Vor 15 Jahren waren die zur Zucht verwendeten Hengste teilweise importierte Tiere aus anderen Zuchtverbänden, die Oldenburger Hengste waren schwer auf die Deckstationen zu bekommen. Die Qualität der Oldenburger Hengste hat sich im Laufe der Jahre stetig gebessert und so hat sich die Situation fast umgekehrt. In vielen deutschen Zuchtverbänden werden heute Oldenburger Hengste zur Verbesserung eingesetzt und bei der Zuchtwertschätzung befinden sich zur Hälfte Oldenburger Hengste in den vorderen Reihen, berichtetete der Zuchtleiter.

Als weiteren Beweis für die gute Qualität der Zuchtprodukte wies Wolfgang Schulze-Schleppinghoff auf das Bundeschampionat 2004 hin, bei dem viele der Siegerfohlen und der vorderen Platzierten Oldenburger Fohlen waren. Insgesamt erreichte der Verband acht Medaillen und war damit der erfolgreichste Zuchtverband Deutschlands.

Der Zuchtleiter bat die Züchter um eine stärkere Selektion guter Mutterstuten. Viele Stuten mit einer Staatsprämie gingen später für einige Jahre in den Reitbetrieb, obwohl sie als Zuchtstuten wertvollere Dienste leisten könnten.

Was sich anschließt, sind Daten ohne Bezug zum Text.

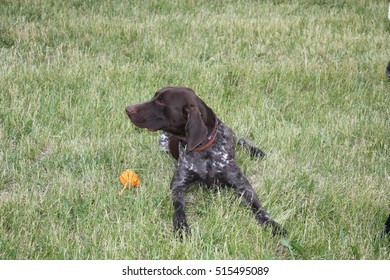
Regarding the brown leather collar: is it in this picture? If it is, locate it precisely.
[193,118,219,152]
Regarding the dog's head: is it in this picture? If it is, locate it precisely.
[126,87,215,150]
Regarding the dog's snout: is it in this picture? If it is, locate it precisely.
[126,106,144,124]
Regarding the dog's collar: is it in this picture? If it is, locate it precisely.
[193,118,219,152]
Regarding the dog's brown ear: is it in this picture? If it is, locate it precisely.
[185,105,208,151]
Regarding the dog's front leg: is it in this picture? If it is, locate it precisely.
[171,168,193,240]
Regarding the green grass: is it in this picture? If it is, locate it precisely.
[0,0,390,259]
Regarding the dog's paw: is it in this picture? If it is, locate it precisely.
[265,220,287,236]
[249,147,266,159]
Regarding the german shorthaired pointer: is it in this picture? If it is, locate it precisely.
[126,87,286,237]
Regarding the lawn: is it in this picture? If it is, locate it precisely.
[0,0,390,260]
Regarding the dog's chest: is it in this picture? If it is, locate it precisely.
[178,124,234,182]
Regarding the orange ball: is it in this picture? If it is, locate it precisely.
[119,169,141,188]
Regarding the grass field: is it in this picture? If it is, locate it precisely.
[0,0,390,259]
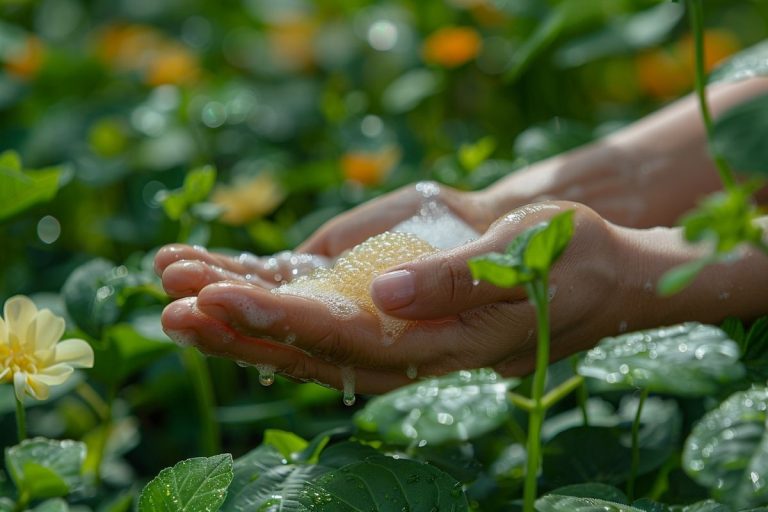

Bei der Prämienvergabe für Stuten wird es einige Änderungen geben. Alle drei- und vierjährigen Stuten sollen nach einer bestandenen Prüfung in Zukunft die Verbandsprämie erhalten. Wer auf das Ablegen der Prüfung verzichten möchte und die Stute bis zum Alter von fünf Jahren mit einem prämierten Fohlen gezeigt hat, kann auf Antrag die Zuerkennung zur Verbandsprämie erlangen.


Der neue Geschäftsführer Dr. Roland Wörner stellte einige Maßnahmen zur Verbesserung der Absatzmöglichkeiten vor. Neben den Auktionen im Frühjahr und Herbst sowie zwei freien Verkaufstagen in Vechta werde ein Freispringtraining, die Organisation von regionalen Schautagen zur Sichtung von Verkaufspferden durch das Vermarktungsteam und die Unterstützung bei Veranstaltungsaktivitäten auf den Höfen eingeführt. Außerdem besteht die Möglichkeit, Verkaufspferde in Vechta zu trainieren und auszubilden.

Eine silberne Züchternadel des Verbandes der Züchter des Oldenburger Pferdes erhielt die Familie Meyerhoff, die seit Jahrzehnten eine erfolgreiche Zucht in Osterholz-Scharmbeck betreibt. Stellvertretend nahm Sohn Lars Meyerhoff die Nadel aus den Händen des Präsidenten Wilhelm Weerda entgegen. Ebenfalls für erfolgreiche Zuchttiere geehrt wurden Dr. Willi Büsing aus Jade, Anke Wiechmann aus Berne, Gerold Töllner aus Langwarden, Christoph Tantzen aus Stollhamm und Gerd Sosath aus Lemwerder.